Goerami's zijn labyrintvissen. Omdat zij van nature voorkomen in gebieden waar het water soms ondiep is of weinig zuurstof bevat hebben zij een orgaan ontwikkeld waarmee ze zuurstof aan het oppervlak kunnen opnemen. Het is een kleine holte met gangetjes, vandaar de naam labyrintorgaan.

Het is een rustige, vreedzame vis die uitstekend geschikt is voor een gezelschapsaquarium. Het aquarium dat minimaal een meter lang moet zijn, moet goed beplant worden. Bij voorkeur worden ook drijfplanten gebruikt; zoals de meeste vissen houden ook diklipgoerami's niet van fel licht. Een donkere bodem is aan te bevelen om de kleuren beter tot hun recht te laten komen.

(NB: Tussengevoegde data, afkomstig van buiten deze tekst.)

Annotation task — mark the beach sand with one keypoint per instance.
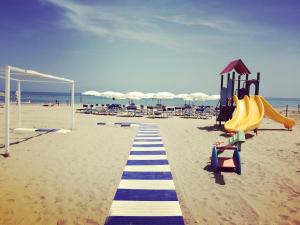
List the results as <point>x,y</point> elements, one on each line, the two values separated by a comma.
<point>71,178</point>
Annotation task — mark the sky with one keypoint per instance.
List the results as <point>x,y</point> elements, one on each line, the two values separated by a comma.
<point>159,45</point>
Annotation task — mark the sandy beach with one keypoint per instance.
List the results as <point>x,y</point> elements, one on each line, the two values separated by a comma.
<point>71,178</point>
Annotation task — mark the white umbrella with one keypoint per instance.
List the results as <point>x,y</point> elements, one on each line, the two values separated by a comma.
<point>183,96</point>
<point>213,97</point>
<point>112,94</point>
<point>134,95</point>
<point>149,95</point>
<point>91,93</point>
<point>164,95</point>
<point>188,98</point>
<point>198,96</point>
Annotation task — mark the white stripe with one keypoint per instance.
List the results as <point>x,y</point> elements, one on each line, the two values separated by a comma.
<point>148,168</point>
<point>147,184</point>
<point>147,149</point>
<point>147,138</point>
<point>145,208</point>
<point>148,143</point>
<point>147,157</point>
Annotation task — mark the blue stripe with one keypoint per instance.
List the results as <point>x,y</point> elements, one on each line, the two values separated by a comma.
<point>147,152</point>
<point>144,220</point>
<point>148,145</point>
<point>147,135</point>
<point>145,195</point>
<point>148,132</point>
<point>140,140</point>
<point>147,175</point>
<point>148,162</point>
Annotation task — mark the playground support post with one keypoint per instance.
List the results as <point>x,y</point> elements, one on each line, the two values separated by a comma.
<point>232,91</point>
<point>7,110</point>
<point>19,105</point>
<point>257,87</point>
<point>72,105</point>
<point>239,84</point>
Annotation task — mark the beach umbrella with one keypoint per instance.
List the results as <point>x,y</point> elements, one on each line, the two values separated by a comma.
<point>213,97</point>
<point>91,93</point>
<point>182,96</point>
<point>134,95</point>
<point>164,95</point>
<point>113,95</point>
<point>149,95</point>
<point>198,96</point>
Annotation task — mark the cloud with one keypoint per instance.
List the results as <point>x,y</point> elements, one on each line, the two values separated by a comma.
<point>113,22</point>
<point>144,25</point>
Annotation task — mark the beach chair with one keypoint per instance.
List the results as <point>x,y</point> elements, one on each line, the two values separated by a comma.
<point>231,163</point>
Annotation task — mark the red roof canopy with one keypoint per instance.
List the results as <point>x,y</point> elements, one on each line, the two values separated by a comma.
<point>238,66</point>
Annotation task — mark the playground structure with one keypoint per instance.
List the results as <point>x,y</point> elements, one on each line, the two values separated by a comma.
<point>240,110</point>
<point>228,90</point>
<point>25,75</point>
<point>232,163</point>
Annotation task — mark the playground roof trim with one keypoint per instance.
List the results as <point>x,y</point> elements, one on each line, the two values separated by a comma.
<point>238,66</point>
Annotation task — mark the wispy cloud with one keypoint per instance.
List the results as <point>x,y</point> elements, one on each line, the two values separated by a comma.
<point>139,24</point>
<point>113,22</point>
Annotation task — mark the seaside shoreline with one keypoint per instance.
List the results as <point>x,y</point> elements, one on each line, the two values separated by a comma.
<point>72,178</point>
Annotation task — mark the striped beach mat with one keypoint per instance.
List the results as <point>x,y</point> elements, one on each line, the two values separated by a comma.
<point>146,194</point>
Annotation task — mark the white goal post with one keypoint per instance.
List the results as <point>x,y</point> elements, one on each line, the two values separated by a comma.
<point>8,72</point>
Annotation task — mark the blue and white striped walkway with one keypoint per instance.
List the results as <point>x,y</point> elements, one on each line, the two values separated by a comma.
<point>146,194</point>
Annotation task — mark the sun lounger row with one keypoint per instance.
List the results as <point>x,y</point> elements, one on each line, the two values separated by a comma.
<point>159,111</point>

Het is een alleseter, dus er kan voor voldoende variatie in het menu gezorgd worden. Ze zijn vooral dol op (levende) rode muggenlarven. Let wel op dat het geven van levend voer ook het risico van infecties met zich meedraagt.

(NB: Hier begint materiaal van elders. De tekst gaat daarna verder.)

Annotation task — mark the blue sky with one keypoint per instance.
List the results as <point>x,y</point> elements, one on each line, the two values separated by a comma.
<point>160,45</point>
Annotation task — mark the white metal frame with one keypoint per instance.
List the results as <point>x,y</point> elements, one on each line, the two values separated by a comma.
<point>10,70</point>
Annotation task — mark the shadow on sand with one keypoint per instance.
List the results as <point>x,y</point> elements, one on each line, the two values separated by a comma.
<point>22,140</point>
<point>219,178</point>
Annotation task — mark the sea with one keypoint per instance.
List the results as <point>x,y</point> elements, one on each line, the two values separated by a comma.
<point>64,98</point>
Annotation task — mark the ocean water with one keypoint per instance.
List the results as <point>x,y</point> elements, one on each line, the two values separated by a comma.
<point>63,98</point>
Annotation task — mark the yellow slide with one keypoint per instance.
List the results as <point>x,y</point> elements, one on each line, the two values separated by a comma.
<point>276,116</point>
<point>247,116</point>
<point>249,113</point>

De kweek is redelijk eenvoudig. Het mannetje bouwt een schuimnest van luchtbellen tot enkele centimeters dik en met een doorsnee van tot wel 15 centimeter. Hij hapt dan lucht aan het wateroppervlak, en blaast de luchtbellen in een hoekje van het aquarium of tussen drijfplanten. Het vrouwtje mag in dit stadium niet in de buurt van het nest komen. Het bouwen van een nest leidt niet altijd tot een paring. Tijdens het paren 'omhelst' het mannetje het vrouwtje; zij ligt dan stil op haar rug en het mannetje krult om haar heen. De eieren die vrijkomen zijn vettig en blijven daardoor drijven. Het mannetje plaatst de eieren dan in het nestje. Na het afzetten van de eieren moet het vrouwtje verwijderd worden. Het mannetje bewaakt namelijk de eitjes en tolereert haar niet in de buurt van het nest. Hij kan haar dan aanvallen. De waterhoogte moet terug gebracht worden tot 20 cm. Na twee dagen verlaten de eerste jongen het nest en moet ook de vader verwijderd worden. De jongen moeten gevoerd worden met de fijnste infusoriën en later met Artemia-naupliën en fijngewreven droogvoer. Er worden wel honderden eitjes gelegd. Niet alle jongen zullen het overleven en dat is voor de meeste mensen ook niet wenselijk. Er kan veel mis gaan bij de ontwikkeling van het labyrintorgaan. Sommige kwekers raden aan de sterke exemplaren te selecteren en groot te brengen en de rest van de jongen te gebruiken als voer voor andere vissen.

Diklipgoerami's kunnen het beste in een koppel of harem gehouden worden. Mannetjes vallen elkaar aan wanneer zij niet voldoende eigen ruimte hebben. In een groot aquarium kunnen wel meerdere mannetjes gehouden worden, zolang zij hun eigen territorium hebben en er voldoende beplanting aanwezig is om te schuilen. Wanneer mannetjes territoriaal gedrag gaan vertonen kan hun buik bruin kleuren. Vrouwtjes die zin krijgen om te paren, krijgen een goudkleurige glans. De paringsdrang zou gestimuleerd kunnen worden door het geven van iets koeler water bij de verversing (niet meer dan 2 graden koeler dan het aquariumwater).